Intracranial hemorrhage (ICH) is the most significant complication associated with the placement of stereotactic intracerebral electrodes. Previous reports have suggested that hypertension and the use of microelectrode recording (MER) are risk factors for cerebral hemorrhage. The authors evaluated the incidence of symptomatic ICH in a large cohort of patients with various diseases treated with stereotactic electrode placement. They examined the effect of comorbidities on the risk of ICH and independently assessed the risks associated with age, sex, use of MER, diagnosis, target location, hypertension, and previous use of anticoagulant medications. The authors also evaluated the effect of hemorrhage on length of hospital stay and discharge disposition.

Methods

Between 1991 and 2005, 567 electrodes were placed by two neurosurgeons during 337 procedures in 259 patients.
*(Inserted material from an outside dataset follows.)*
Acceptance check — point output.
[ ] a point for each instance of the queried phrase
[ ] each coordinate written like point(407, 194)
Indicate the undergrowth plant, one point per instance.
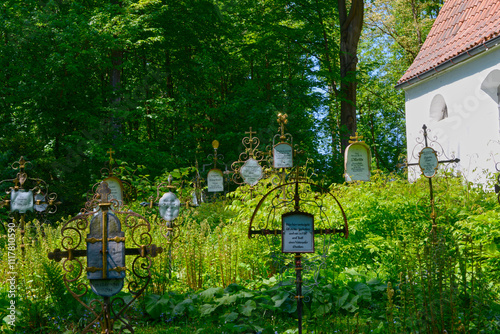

Deep brain stimulation (DBS) was performed in 167 procedures, radiofrequency lesioning (RFL) of subcortical structures in 74, and depth electrodes were used in 96 procedures in patients with epilepsy. Electrodes were grouped according to target, patient diagnosis, use of MER, patient history of hypertension, and patient prior use of anticoagulant medication (stopped 10 days before surgery). The Charlson Comorbidity Index (CCI) was used to evaluate the effect of comorbidities. The CCI score, patient age, length of hospital stay, and discharge status were continuous variables. Symptomatic hemorrhages were grouped as transient or leading to permanent neurological deficits.

Results

The risk of hemorrhage leading to permanent neurological deficits in this study was 0.7%, and the risk of symptomatic hemorrhage was 1.2%. A patient history of hypertension was the most significant factor associated with hemorrhage (p = 0.007). Older age, male sex, and a diagnosis of Parkinson disease (PD) were also significantly associated with hemorrhage (p = 0.01, 0.04, 0.007, respectively). High CCI scores, specific target locations, and prior use of anticoagulant therapy were not associated with an increased risk of hemorrhage. The use of MER was not found to be correlated with an increased hemorrhage rate (p = 0.34); however, the number of hemorrhages in the patients who underwent DBS was insufficient to draw definitive conclusions. The mean length of stay for the DBS, RFL, and depth electrode patient groups was 2.9, 2.6, and 11.0 days, respectively. For patients who received DBS and RFL, the mean duration of hospitalization in cases of symptomatic hemorrhage was 8.2 days compared with 2.7 days in those without hemorrhaging (p < 0.0001). Three of the seven patients with symptomatic hemorrhages were discharged home.

Conclusions

The placement of stereotactic electrodes is generally safe, with a symptomatic hemorrhage rate of 1.2%, and a 0.7% rate of permanent neurological deficit. Consistent with prior reports, this study confirms that hypertension is a significant risk factor for hemorrhage. Age, male sex, and diagnosis of PD were also significant risk factors. Patients with symptomatic hemorrhage had longer hospital stays and were less likely to be discharged home.